RAWLINS – Wyoming’s top five elected officials told the state land office to explore a 24,000-acre land exchange with the Medicine Bow National Forest that could expedite construction of a 280-foot high dam in Carbon County.
The State Board of Land Commissioners voted unanimously June 3 to support the investigation that conceptual maps show could involve some 12,000 acres of state trust lands in the Medicine Bow. That land would be exchanged for federal property on the forest perimeter plus about 1,350 acres at the proposed site of the West Fork Dam on a tributary of Battle Creek in the Sierra Madre mountains above the Little Snake River.
The values of the exchanged properties would be similar, according to state documents and meeting records. If appraisals value all acreage equally, the potential exchange could involve 24,000 acres or more.
“The idea behind this transaction is to change the ownership pattern” in which state lands are isolated inside the Medicine-Bow and difficult to capitalize on, Jason Crowder, deputy director of the Office of State Lands and Investments, told the land commissioners on June 3. Swapping the state lands for federal lands would enable Wyoming to sell timber and grazing leases and undertake other projects to generate revenue for state-land beneficiaries — mostly schools.
“There is another driver,” Crowder told the board; the proposed West Fork Dam and associated 10,000-acre-foot reservoir that the Wyoming Water Development Commission and irrigators want to construct on the West Fork of Battle Creek.
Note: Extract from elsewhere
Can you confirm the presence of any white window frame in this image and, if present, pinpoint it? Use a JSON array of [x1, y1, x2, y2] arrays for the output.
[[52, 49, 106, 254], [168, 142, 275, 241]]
The estimated $80 million (in 2017 dollars) project would benefit 67 to 100 irrigators.
That idea has been controversial, with critics challenging the economic underpinnings of the plan and legislators trimming the amount of appropriated money sought by the Water Development Office. Lawmakers also want Colorado irrigators to pay part of the costs — according to their 26% share of the 20,000 irrigated acres the reservoir would benefit.
The dam would create a reservoir that would inundate some 100 acres of federal land, plus some private land owned by a mining company. It would be more difficult and potentially impossible to construct the dam and reservoir if the site remains federal property, Crowder told the commissioners.
“The Wyoming Water Development Office was looking for a way to help facilitate the construction,” Crowder said in an interview. “They were running into a bit of a roadblock with the Forest Service on Forest-Service-managed land.
“So … the Water Development Office has approached us and they’ve asked, possibly [if] we could do an exchange with the Forest Service,” Crowder told the land commissioners, “where we would make that state land instead of Forest Service land, and then place the reservoir on top of state land at that point.”
Albany, Carbon land involved
The proposal involves land in Albany and Carbon counties, according to conceptual documents presented to the land commissioners. Maps indicate the equivalent of roughly 17 state school trust sections Wyoming would transfer to federal ownership — some 12,000 acres.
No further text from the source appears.